いつ来てくれるのか、それが分からないと、尚辛い。
二日たち、三日目には、ご飯もほとんど喉を通らなかった。
料理の質は変わらないのに、味を感じない。
「…………」
何をする気も起こらず、ベッドで横になった。
「フラン……」
こうして一人でいると、今までのことが嘘みたいだ。
あの時の、地下牢に囚われていた時の、孤独を思い出す。
変わり映えのしない部屋を見ていると、変になりそうで、目を閉じる。
そして次に目を開けると……、私は死ぬ前にいた、暗い地下牢に一人きりでいた。
いつものように、お腹は痛いほど空いていて、冷たい硬い床で横になっている。
空腹に耐えかねて、背中側の床を探る。
……………………あった。
いつも、一日に一回持ってこられる食事。
それを一気に食べると、お腹が弱っているせいで戻してしまう。
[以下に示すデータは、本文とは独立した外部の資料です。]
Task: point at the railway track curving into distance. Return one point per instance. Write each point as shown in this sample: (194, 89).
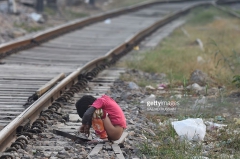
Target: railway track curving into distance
(40, 75)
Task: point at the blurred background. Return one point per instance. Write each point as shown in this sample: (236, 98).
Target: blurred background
(20, 17)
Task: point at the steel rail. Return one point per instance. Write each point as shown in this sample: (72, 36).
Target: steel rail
(8, 133)
(28, 42)
(227, 2)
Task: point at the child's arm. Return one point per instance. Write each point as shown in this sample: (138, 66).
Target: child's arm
(87, 120)
(87, 117)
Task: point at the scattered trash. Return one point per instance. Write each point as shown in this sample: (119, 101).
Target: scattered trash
(200, 157)
(162, 86)
(237, 121)
(199, 77)
(37, 17)
(150, 98)
(133, 85)
(199, 102)
(200, 60)
(213, 126)
(178, 96)
(199, 42)
(219, 118)
(136, 48)
(185, 32)
(150, 87)
(226, 114)
(191, 129)
(107, 21)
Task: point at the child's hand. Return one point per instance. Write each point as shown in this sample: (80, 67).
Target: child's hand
(85, 129)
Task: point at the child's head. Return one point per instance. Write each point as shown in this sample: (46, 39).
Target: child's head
(83, 104)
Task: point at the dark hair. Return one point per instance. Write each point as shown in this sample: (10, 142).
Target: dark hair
(83, 103)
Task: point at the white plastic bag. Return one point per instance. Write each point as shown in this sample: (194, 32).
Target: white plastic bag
(191, 129)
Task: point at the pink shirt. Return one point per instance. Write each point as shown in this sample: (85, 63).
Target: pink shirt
(114, 111)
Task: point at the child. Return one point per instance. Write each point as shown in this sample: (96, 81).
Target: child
(104, 114)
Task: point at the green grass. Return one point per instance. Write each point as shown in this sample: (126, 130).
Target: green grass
(177, 55)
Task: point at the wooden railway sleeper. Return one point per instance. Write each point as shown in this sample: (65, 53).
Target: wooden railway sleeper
(38, 123)
(11, 149)
(7, 156)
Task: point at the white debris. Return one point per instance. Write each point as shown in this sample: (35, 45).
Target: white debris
(150, 87)
(191, 129)
(212, 126)
(200, 60)
(196, 87)
(107, 21)
(36, 17)
(200, 44)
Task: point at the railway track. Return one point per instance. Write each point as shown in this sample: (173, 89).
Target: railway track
(66, 64)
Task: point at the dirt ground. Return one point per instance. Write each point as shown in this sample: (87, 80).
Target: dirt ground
(17, 25)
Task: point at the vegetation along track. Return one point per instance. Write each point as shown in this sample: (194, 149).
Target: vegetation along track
(66, 63)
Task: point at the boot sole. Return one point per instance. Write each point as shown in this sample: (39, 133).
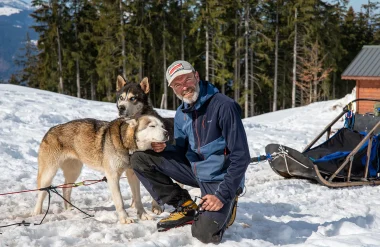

だからといってゆっくり食べていると、時間がきて、残っていても回収されてしまう。
だからいつもパンを小さくちぎって隠していた。
私は身を少し起こすと、そのパンに集っていた虫を手で払いのけ、カケラを口に運ぶ。
カビの味がした。
何も、灯ひとつさえない景色を一人見ていると、
フランとの再会は夢だったんだと気づき始める。
そうだよね、あんな幸せなこと、あるはずないよね。
暖かいベッドがあって、美味しい食事もあって。
何よりフランがいて。私を愛してくれて……。
「フラン……」
頬を涙が伝う。
「フラン、フラン……」
ああ、フランに会いたい。
フランに会えるなら、他には何もいらない。
一生空腹で、牢屋暮らしでもいい。
「フランに会いたいよ…………」
何もない宙に、手を伸ばして……。
「ここにいるわ、アリーシャ」
……その手を、フランが強く掴んだ。
一気に意識が覚醒する。
フランが私に用意してくれたあの部屋だ。
ベッドの上で、私は横になって手を伸ばしていて、フランの手と繋がっていた。
フランは、握手のようにして握っていた二人の指同士を絡めて言った。
「思ったより早く用事が済んでね。そうしたら、アリーシャが悲しんでるって感じて、すぐに戻ってきたの」
「ありがとう、フラン……」
ああ、夢じゃなかった。
嬉しくてフランに抱きつく。絡めていない方の手を、フランの背中に回す。
ベチャ
……嫌な、感触。なにか、ドロっとした液体を触ったような……。
恐る恐る手のひらを見ると……、真っ赤に染まっていた。
もう一度フランの姿をよく見る。
そして気づく。
フランの服のあちこちに、大きな血がベッタリと付いていた。
「どうしたの?……ああ……」
フランが、事もなげに言う。
「気にしないで、私のじゃないから」
そ、そっか……よかった……。
安堵する。と、同時に当然の疑問が浮かぶ。
じゃあ、誰の……?
「それって……」
「いいでしょう?そんなことどうでも」
フランが血のついた服を脱ぎ捨て、血の話を続けようとする私に、強引にキスをしてくる。
フランの舌が私の口内に侵入し、支配する。
数分すぎ、息が苦しくなり背中を叩くと、ようやく離してくれた。
頭がぼーっとする。口だけじゃなく、フランに、脳内まで掻き回されたような気さえする。
フランのことしか、考えられない。
「私も、アリーシャに会いたかったの。たった3日が、永遠に感じられるくらい。だから……」
息が苦しくて、視界が歪む。
周りが全て原型を溶かし、中心にいるフランだけがはっきりと見える。
他のことはおしまいで、フランだけが私の世界だった。
「だから、今はただ、愛し合いましょう?」
勿論、私はフランを受け入れた。